The corresponding limitations are that only heterozygous sites in an individual are informative, and there are additional analytical challenges over genetic association studies. The limitation to heterozygous sites means that homozygous individuals do not contribute to the power to detect an effect, and also that large cohorts are still needed to observe a rare variant. Ideally, it would be possible to combine allele-specific analyses with standard genetic association, and newly developed approaches to do so are a promising advance (van de Geijn et al. 2014). The primary additional analytical challenge is aligning short-read sequences in a manner that is not biased to the reference genome. Such alignment biases arise from numerous sources, including unobserved genetic variation and repetitive sequences (Degner et al. 2009; Stevenson et al. 2013). Alignment biases have been overcome previously by aligning sequences to personal genome sequences (McDaniell et al. 2010; Rozowsky et al. 2011; Reddy et al. 2012), prefiltering genomic regions prone to bias (Degner et al. 2009), and the development of variant-tolerant alignment algorithms (Wu and Nacu 2010). Once alignments are made, detecting a bias toward one allele requires statistical approaches to handle overdispersion in read-count data. Software packages for allele-specific alignment and statistical analysis have now been established, making those advances available to a wide diversity of researchers (Wu and Nacu 2010; Rozowsky et al. 2011; Skelly et al. 2011; van de Geijn et al. 2014). As for genetic association studies, allele-specific analyses rely on dense genotyping for each individual. However, recent advances to perform allele-specific analyses without supporting genome sequence information may remove that limitation (Harvey et al. 2015; Romanel et al. 2015). Such advances are major breakthroughs because they greatly reduce cost and complexity. For all of the aforementioned reasons, expanding studies to include allele-specific analyses is a promising strategy to improve the identification of causal regulatory variants in a diversity of tissues and cell types.

High-throughput measurement of regulatory element activity

One major outstanding challenge subsequent to the widespread adoption of DNase-seq and ChIP-seq is to reconcile the abundance of candidate regulatory elements identified. One likely explanation is that a small fraction of candidate regulatory elements are highly active and those elements affect the majority of gene regulation. Reporter-gene expression assays have a distinct advantage over eQTL associations and allele-specific genomic analyses because they directly measure the regulatory activity of a genomic sequence. Briefly, in a reporter assay, a candidate regulatory element is introduced into a plasmid that contains an easily observable reporter such as a fluorescent or chemiluminescent protein (Fig. 3A). The plasmid is then introduced into cells of interest by any of a variety of approaches. Once the plasmid enters the nucleus, transcription factors and RNA polymerases bind the plasmid and control reporter gene expression. Because reporter assays isolate regulatory elements from the surrounding genomic context, results are independent of adjacent elements that may be in LD. Critical for genetic studies, reporter assays can be used to estimate the effect of genetic variants on regulatory activity by comparing the activity of different alleles of the same regulatory element.
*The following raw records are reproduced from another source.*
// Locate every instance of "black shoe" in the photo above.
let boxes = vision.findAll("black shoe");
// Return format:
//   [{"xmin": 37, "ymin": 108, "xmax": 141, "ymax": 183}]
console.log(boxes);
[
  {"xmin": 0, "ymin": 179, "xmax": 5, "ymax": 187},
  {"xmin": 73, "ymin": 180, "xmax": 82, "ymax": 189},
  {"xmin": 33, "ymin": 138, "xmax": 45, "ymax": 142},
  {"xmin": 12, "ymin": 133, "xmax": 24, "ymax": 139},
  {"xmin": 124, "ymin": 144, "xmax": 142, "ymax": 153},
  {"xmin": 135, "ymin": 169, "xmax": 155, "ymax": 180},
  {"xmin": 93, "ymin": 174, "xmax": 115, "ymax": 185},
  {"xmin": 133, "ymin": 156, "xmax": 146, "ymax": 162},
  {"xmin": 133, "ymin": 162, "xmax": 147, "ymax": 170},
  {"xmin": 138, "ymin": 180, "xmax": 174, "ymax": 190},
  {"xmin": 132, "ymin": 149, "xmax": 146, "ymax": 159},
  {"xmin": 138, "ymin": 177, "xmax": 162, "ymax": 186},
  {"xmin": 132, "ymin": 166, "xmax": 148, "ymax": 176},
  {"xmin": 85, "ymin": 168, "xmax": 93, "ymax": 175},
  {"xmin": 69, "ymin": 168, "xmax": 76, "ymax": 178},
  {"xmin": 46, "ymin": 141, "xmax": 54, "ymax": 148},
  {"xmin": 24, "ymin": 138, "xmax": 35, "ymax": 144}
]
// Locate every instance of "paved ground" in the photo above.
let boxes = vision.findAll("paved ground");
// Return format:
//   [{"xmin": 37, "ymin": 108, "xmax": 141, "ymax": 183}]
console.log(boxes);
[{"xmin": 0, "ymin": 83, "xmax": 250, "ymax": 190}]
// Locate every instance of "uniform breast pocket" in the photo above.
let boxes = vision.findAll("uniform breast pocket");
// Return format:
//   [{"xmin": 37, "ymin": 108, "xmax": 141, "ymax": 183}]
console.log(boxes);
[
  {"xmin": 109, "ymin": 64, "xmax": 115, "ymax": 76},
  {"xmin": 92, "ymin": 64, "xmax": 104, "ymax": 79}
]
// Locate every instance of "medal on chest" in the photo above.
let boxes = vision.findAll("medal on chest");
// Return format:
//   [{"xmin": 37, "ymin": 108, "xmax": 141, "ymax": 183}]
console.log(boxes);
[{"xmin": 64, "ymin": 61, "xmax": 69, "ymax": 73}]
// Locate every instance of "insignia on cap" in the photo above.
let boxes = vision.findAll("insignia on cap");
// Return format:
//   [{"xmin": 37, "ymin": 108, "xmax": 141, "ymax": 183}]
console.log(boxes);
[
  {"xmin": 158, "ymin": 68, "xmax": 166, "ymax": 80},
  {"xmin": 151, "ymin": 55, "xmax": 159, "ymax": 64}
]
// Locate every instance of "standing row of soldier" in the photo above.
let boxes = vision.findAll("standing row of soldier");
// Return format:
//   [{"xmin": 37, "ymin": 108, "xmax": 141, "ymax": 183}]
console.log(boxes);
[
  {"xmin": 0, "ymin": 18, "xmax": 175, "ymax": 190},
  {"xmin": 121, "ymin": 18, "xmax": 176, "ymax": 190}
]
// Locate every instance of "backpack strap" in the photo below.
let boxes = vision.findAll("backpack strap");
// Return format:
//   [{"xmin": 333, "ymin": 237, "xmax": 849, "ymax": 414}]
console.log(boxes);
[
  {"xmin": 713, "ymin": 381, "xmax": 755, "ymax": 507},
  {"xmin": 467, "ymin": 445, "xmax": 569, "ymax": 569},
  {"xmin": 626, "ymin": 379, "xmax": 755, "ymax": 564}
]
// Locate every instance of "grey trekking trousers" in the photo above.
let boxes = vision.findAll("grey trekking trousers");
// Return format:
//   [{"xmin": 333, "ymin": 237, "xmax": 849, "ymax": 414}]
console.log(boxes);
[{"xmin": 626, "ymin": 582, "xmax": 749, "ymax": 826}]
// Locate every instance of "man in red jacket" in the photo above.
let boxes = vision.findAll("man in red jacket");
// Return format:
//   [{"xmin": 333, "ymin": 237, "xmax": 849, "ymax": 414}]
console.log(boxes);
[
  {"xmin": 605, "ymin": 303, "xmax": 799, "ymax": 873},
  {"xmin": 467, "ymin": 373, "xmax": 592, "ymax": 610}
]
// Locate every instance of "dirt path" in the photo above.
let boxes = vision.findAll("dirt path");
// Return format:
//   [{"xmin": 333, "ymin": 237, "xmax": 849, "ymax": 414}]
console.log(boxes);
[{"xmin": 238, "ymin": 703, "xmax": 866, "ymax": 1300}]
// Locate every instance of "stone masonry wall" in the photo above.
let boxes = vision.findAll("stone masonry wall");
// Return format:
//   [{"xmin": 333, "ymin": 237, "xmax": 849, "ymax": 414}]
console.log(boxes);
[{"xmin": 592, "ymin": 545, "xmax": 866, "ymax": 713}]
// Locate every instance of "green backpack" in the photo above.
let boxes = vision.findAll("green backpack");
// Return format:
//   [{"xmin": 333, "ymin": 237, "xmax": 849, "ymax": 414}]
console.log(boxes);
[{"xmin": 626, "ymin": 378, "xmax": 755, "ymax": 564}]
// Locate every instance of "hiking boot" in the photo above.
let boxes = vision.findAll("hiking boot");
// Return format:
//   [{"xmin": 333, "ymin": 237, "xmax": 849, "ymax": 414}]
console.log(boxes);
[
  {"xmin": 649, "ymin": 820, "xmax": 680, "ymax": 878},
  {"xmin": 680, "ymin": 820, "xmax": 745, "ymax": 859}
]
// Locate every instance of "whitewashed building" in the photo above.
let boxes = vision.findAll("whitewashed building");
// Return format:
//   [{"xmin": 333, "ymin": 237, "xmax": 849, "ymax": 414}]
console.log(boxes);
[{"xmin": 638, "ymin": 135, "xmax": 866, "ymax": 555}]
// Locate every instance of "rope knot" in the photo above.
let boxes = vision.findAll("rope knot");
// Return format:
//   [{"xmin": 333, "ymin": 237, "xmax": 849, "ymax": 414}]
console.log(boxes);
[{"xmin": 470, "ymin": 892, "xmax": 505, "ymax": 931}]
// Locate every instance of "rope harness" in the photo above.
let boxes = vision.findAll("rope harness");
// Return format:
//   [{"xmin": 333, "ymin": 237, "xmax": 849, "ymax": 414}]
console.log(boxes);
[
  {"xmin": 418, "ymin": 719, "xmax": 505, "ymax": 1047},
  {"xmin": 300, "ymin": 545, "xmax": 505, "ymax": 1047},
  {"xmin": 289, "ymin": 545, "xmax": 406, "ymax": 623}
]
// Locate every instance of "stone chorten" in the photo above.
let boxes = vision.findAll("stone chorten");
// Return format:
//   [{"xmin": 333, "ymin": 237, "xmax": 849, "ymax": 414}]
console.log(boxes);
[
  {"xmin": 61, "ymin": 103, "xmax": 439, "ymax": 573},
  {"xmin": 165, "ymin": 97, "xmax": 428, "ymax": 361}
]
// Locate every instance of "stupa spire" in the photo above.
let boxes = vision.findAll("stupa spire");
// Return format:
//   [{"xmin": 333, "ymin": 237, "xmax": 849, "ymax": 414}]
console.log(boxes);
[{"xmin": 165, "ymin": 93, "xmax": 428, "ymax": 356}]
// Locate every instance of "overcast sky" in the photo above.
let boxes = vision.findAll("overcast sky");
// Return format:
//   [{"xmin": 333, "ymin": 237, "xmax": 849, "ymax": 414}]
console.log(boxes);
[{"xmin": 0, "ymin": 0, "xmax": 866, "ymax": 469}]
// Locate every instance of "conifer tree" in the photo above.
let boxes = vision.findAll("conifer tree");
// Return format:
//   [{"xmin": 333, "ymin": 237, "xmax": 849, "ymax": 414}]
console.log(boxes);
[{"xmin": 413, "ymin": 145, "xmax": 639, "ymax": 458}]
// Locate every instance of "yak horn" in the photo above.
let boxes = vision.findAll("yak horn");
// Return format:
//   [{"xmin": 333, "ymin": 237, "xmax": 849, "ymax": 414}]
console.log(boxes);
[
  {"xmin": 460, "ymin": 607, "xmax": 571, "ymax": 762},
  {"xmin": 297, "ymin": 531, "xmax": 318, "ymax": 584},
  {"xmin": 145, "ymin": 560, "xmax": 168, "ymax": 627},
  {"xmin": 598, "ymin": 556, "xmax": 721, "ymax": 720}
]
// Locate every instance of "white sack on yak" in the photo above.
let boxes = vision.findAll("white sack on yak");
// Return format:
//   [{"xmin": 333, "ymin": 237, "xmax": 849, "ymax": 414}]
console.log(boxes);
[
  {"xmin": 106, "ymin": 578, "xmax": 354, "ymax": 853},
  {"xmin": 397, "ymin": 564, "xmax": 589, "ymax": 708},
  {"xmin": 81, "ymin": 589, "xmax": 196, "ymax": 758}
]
For those reasons, reporter assays have been valuable for identifying individual regulatory variants that contribute to phenotype (Musunuru et al. 2010; Feng et al. 2013; Fogarty et al. 2014; Stadhouders et al. 2014; Guo et al. 2015).

Figure 3.

High-throughput reporter assays. (A) In a standard reporter assay, a candidate regulatory element is placed upstream of a reporter gene that is expressed from a constitutively active promoter. (B) In a high-throughput version of the same system, a random DNA sequence known as a molecular barcode is inserted into the 3′ UTR of the reporter gene, and a library of candidate regulatory elements are placed upstream of the promoter. Each individual candidate regulatory element is physically linked to a unique molecular barcode. Measuring the expression of each molecular barcode can then be used to estimate the activity of the associated regulatory element. (C) An alternative strategy is to clone the library of candidate regulatory elements directly into the 3′ UTR of the reporter gene. By that construction, the regulatory element controls its own expression, which can be measured with paired-end high-throughput sequencing. (D) The preceding strategy can be modified for genetic studies by cloning genetically diverse regulatory elements captured from donor genomes into the reporter gene. By that construction, each allele is expressed at a level that is directly related to its regulatory activity.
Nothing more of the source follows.